Journalist and pastor Lee Strobel was once an atheist who rejected any notion of the supernatural, but after spending two years interviewing experts and diving deep into theology, he says he found himself overwhelmed by the evidence for Jesus Christ's life, death and resurrection.
Strobel, who converted to Christianity in 1981, leaving behind what he said was a "narcissistic and profane" life, has a new book out titled "The Case for Grace," which focuses on his belief that God's grace can profoundly transform lives.
And Strobel told TheBlaze on Tuesday that it's his own story of going from staunch atheist to passionate Christian that has shown him just how transformational such a conversion experience can be.
Flashing back to 1981, Strobel described being the legal editor for the Chicago Tribune when his wife, Leslie, who was previously an agnostic, became a Christian through a friend who lived in their condo complex.

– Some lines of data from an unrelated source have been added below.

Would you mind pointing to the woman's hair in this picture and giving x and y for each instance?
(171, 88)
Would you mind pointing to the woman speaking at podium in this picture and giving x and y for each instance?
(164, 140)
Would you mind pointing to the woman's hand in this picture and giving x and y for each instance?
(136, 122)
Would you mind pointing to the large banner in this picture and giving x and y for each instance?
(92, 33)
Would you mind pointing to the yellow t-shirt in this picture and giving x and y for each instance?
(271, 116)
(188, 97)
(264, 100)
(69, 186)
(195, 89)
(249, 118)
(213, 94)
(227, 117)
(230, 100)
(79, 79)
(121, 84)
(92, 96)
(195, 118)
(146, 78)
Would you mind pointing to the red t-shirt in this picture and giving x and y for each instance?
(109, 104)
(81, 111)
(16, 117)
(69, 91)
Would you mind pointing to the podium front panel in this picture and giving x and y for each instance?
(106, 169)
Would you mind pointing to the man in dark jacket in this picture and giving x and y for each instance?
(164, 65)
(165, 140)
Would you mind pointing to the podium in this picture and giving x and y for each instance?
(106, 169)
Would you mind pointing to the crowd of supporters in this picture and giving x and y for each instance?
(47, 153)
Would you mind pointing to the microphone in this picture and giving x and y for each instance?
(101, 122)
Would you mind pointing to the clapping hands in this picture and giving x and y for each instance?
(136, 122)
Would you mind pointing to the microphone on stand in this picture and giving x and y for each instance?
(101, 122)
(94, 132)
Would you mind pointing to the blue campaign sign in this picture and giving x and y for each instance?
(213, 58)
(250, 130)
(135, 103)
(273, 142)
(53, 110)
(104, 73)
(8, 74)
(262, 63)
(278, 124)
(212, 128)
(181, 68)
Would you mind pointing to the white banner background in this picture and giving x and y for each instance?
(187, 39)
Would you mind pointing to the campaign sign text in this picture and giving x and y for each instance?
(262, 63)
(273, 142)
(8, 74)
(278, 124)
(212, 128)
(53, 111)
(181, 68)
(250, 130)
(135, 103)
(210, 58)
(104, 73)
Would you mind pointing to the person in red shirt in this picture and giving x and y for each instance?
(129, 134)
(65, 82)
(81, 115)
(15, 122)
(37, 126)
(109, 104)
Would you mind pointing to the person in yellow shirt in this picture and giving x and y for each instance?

It was what happened next that left Strobel, at atheist, profoundly intrigued.
"It was the positive changes in her life that made me investigate if religion might be true," he said. "I began to look into questions — 'Where does science point? Where does history point? What about Jesus — did he ever claim to be the son of God?'"
Strobel said that the resurrection, though, was the lynch-pin for him. After all, anyone can claim to be the son of God, but Jesus' other proclamations, he said, upped the ante.
"If Jesus claimed to be son of God, died and then rose from the dead, that's pretty good evidence he's telling the truth," Strobel said. "That's the ballgame — the resurrection of Jesus."
And that's the issue that Strobel, a staunch reporter, spent a lot of time investigating; he didn't have a book deal at the time and said that he embarked on the journey in an effort to be an "honest reporter" and to dig deeper, based on his curiosity, into some key theological themes.
"I would do research, call people to ask questions," he said. "I didn't even keep very good notes."
When all was said and done, Strobel concluded that Jesus did, indeed, live, claim to be divine and was inevitably executed, with Strobel suddenly finding himself rejecting the notion that it was all "a legend."
Exploring all available information, Strobel said that it became evident that everyone — even Jesus' critics — agreed that Christ's tomb was empty following his crucifixion, though the debate centered on whether he truly came back, or whether the body was stolen.
Observing all of this biblical and outside information about Christ's life and ministry had a profound impact on Strobel, until one day he realized that the "scales had tipped."
"On Nov. 8, 1981, I went alone in my room and I thought, 'I've got to get down on paper the evidence that I've investigated for these two years,'" he said. "I began to write [and] finally, after many pages, I put down my pen and … I realized it would take more faith to maintain my atheism than become a Christian."
Strobel said that accepting Christ meant leaving his past behind.
"I believed based on the historical data, but I had to receive this grace — the free gift of forgiveness and eternal life," he said. "I confessed a lifetime of immorality, a narcissistic, profane life … and I confessed that and I received forgiveness."
When he walked out of the bedroom that day and told his wife about his decision, he said she cried with joy.
Years later, she suggested that he write "The Case for Christ," a book that retraced and expanded upon the initial journey of exploration that took him from atheism to Christianity more than a decade earlier.
Since that time, Strobel has written subsequent books, including, "The Case for Faith" and "The Case for a Creator," among others. His latest text in that series, "The Case for Grace," dives further into his personal journey and his belief that the gospel transforms lives.
He told TheBlaze that he wrote the book in order to explore the "experiential case" in which he believes God changes peoples' lives.
"I want Christians to walk away evermore in awe of the grace of God, evermore grateful for his forgiveness and gift of eternal life," Strobel said. "But my hope is they will be so moved by God's grace that they can't keep it to themselves … that they all turn around and give that book away [to someone else who needs it]."